Le Cryptosporidium présent dans l'environnement peut provenir de sources fort variées. Les plus fréquentes sont les suivantes :

  • rejets des stations d'épuration des eaux usées;
  • rejets des égouts pluviaux municipaux;
  • ruissellement des fosses à fumier et des parcs d'engraissement;
  • raccordement illégal d'installations septiques domestiques à des drains souterrains se déversant dans des nappes d'eau de surface;
  • animaux sauvages;
  • ruissellement de champs sur lesquels on a épandu du fumier;
  • ruissellement de champs sur lesquels on a épandu des boues d'épuration;
  • excréments pénétrant dans un cours d'eau après que les animaux ont déféqué dans le cours d'eau ou à proximité de celui-ci;
  • autres sources d'eaux usées (p. ex., interception du panache de boues d'égout septiques par l'eau de surface ou décharges maritimes).

Une étude réalisée en Ontario en 1999 a révélé des niveaux nettement plus élevés de Cryptosporidium dans l'eau provenant du drainage souterrain de bassins hydrographiques sur lesquels se trouvait du bétail que dans celle provenant de bassins auxquels le bétail n'avait pas accès (figure 3). Cependant, on a retrouvé des organismes infectieux dans les eaux de drainage de ces derniers secteurs également. L'analyse d'un grand nombre d'échantillons peut avoir aidé à cerner un certain nombre de sources de contamination possibles, mise à part la contamination causée par la présence de bétail sur les bassins hydrographiques. On continue de réaliser des études pour déterminer ces influences.

 Le Cryptosporidium a été retrouvé dans les eaux de drainage souterrain, même dans les bassins versants où il n'y avait pas de bétail.

Figure 3. Le Cryptosporidium a été retrouvé dans les eaux de drainage souterrain, même dans les bassins versants où il n'y avait pas de bétail.

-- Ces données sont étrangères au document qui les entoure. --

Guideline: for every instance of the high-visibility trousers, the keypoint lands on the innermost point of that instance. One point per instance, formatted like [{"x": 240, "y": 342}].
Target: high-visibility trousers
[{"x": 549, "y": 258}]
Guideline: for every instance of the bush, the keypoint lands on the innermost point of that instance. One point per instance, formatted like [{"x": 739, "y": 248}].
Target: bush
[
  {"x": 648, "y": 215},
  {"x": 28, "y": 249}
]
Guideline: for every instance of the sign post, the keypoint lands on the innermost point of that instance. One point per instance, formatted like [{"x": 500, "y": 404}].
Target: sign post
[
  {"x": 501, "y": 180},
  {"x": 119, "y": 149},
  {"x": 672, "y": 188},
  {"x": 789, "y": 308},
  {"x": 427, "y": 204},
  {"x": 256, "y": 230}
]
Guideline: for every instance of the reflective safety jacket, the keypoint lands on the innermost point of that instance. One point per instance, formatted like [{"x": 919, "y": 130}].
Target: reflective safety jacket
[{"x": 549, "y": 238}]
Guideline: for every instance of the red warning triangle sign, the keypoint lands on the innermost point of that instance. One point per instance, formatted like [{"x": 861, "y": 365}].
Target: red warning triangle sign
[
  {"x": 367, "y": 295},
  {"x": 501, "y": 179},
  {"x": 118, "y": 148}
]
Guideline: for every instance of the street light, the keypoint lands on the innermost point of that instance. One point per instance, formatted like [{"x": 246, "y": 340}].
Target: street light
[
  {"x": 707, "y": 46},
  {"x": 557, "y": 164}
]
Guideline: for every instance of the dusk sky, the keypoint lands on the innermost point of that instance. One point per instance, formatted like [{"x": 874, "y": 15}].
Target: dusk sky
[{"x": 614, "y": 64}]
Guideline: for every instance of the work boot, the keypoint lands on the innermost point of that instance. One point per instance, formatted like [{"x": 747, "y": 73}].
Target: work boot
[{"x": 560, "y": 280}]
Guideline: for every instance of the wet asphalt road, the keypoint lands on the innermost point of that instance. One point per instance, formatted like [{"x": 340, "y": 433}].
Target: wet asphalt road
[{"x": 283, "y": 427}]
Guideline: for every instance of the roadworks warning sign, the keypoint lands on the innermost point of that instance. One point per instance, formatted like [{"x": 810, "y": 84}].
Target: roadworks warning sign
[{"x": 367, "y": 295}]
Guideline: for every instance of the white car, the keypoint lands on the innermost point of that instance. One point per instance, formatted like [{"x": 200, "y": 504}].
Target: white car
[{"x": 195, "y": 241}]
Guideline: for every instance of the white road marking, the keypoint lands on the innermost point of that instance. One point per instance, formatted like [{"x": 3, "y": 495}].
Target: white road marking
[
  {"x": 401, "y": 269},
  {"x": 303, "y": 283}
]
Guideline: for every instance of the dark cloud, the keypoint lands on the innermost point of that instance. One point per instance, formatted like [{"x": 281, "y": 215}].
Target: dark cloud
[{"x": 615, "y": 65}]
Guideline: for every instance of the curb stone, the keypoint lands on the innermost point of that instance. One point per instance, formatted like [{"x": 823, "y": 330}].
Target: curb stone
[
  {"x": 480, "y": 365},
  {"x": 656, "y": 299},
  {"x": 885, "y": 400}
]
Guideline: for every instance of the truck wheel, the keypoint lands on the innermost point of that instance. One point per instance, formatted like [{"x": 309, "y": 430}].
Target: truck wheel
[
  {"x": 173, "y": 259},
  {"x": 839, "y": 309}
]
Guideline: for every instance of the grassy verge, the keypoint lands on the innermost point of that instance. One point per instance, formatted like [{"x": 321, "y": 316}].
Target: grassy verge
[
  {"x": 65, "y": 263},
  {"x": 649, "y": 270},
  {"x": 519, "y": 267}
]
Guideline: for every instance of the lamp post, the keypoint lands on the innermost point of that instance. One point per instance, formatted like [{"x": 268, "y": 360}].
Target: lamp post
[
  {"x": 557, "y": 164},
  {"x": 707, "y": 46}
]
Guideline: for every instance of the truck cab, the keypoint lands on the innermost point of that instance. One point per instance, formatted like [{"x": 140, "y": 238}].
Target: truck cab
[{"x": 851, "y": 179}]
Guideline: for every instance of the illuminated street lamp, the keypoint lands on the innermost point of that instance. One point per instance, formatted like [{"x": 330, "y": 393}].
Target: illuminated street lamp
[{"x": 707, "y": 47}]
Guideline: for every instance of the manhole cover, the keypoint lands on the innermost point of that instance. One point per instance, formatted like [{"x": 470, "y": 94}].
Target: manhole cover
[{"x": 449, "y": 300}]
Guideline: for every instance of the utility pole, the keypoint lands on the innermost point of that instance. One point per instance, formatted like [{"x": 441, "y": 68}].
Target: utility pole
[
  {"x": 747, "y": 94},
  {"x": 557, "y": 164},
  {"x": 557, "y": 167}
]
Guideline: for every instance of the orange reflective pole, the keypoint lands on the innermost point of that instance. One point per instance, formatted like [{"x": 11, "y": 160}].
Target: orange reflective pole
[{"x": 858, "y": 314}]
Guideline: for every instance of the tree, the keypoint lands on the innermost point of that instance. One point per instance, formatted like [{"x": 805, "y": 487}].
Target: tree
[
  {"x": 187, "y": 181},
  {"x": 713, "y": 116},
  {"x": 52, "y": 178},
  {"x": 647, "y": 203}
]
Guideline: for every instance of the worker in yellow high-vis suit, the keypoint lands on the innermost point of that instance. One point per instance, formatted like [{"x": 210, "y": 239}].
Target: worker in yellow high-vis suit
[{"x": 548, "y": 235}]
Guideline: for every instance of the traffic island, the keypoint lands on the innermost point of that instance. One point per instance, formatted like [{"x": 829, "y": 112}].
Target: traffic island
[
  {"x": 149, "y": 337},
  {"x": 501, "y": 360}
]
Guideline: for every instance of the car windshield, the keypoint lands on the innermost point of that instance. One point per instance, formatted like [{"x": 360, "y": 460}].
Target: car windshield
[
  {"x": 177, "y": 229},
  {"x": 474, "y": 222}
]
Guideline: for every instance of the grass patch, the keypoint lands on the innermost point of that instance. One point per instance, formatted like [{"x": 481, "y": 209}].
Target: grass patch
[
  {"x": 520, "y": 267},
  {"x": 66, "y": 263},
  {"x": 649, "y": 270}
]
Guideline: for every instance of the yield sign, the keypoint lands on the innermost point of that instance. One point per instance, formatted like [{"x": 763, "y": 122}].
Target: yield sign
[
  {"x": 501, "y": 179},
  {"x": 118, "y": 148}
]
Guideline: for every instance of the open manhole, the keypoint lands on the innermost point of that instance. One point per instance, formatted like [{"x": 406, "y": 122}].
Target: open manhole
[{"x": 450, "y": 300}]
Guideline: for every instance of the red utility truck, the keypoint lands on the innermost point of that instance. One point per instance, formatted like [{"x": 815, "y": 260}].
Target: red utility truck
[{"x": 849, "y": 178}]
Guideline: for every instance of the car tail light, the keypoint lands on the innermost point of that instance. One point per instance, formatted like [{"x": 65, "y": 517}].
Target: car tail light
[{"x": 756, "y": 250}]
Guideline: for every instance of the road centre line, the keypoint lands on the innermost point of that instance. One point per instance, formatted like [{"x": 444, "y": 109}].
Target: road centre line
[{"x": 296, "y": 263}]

Prévention chez les humains

La meilleure façon de prévenir l'infection est de limiter le contact avec les déjections. Voici une liste de recommandations en ce sens :

  • Pour les travailleurs agricoles, accorder une grande importance à l'hygiène personnelle et à l'hygiène entre l'étable et la maison.
  • S'assurer que les enfants se lavent soigneusement les mains. Le Cryptosporidium parvum et d'autres agents pathogènes se retrouvent dans le fumier d'animaux. La sécurité à la ferme consiste aussi à limiter l'accès des jeunes enfants à l'étable ou à l'enclos.
  • Se laver les mains à l'eau savonneuse après avoir été à la toilette et après tout contact avec des couches, les animaux ou leurs excréments, après avoir travaillé dans la saleté ou touché des objets susceptibles d'avoir été en contact avec des matières fécales, ainsi qu'avant de préparer ou de servir de la nourriture.
  • Éviter de boire de l'eau de surface non traitée ou de l'eau d'un puits mal construit ou mal entretenu.
  • S'il y a risque qu'ils aient été en contact avec du fumier, laver soigneusement tous les fruits et légumes destinés à être mangés crus.
  • Pratiquer une hygiène personnelle appropriée lors du traitement d'animaux malades.
  • Obtenir des soins médicaux appropriés lorsque des humains ou des animaux sont aux prises avec des problèmes gastro-intestinaux persistants.
  • Vérifier la potabilité de l'eau de puits au moins une fois par année dans les milieux ruraux (plus souvent pour les puits de surface).
  • S'assurer que la tête de puits est bien construite pour limiter le risque que le puits soit contaminé par du fumier ou les installations septiques.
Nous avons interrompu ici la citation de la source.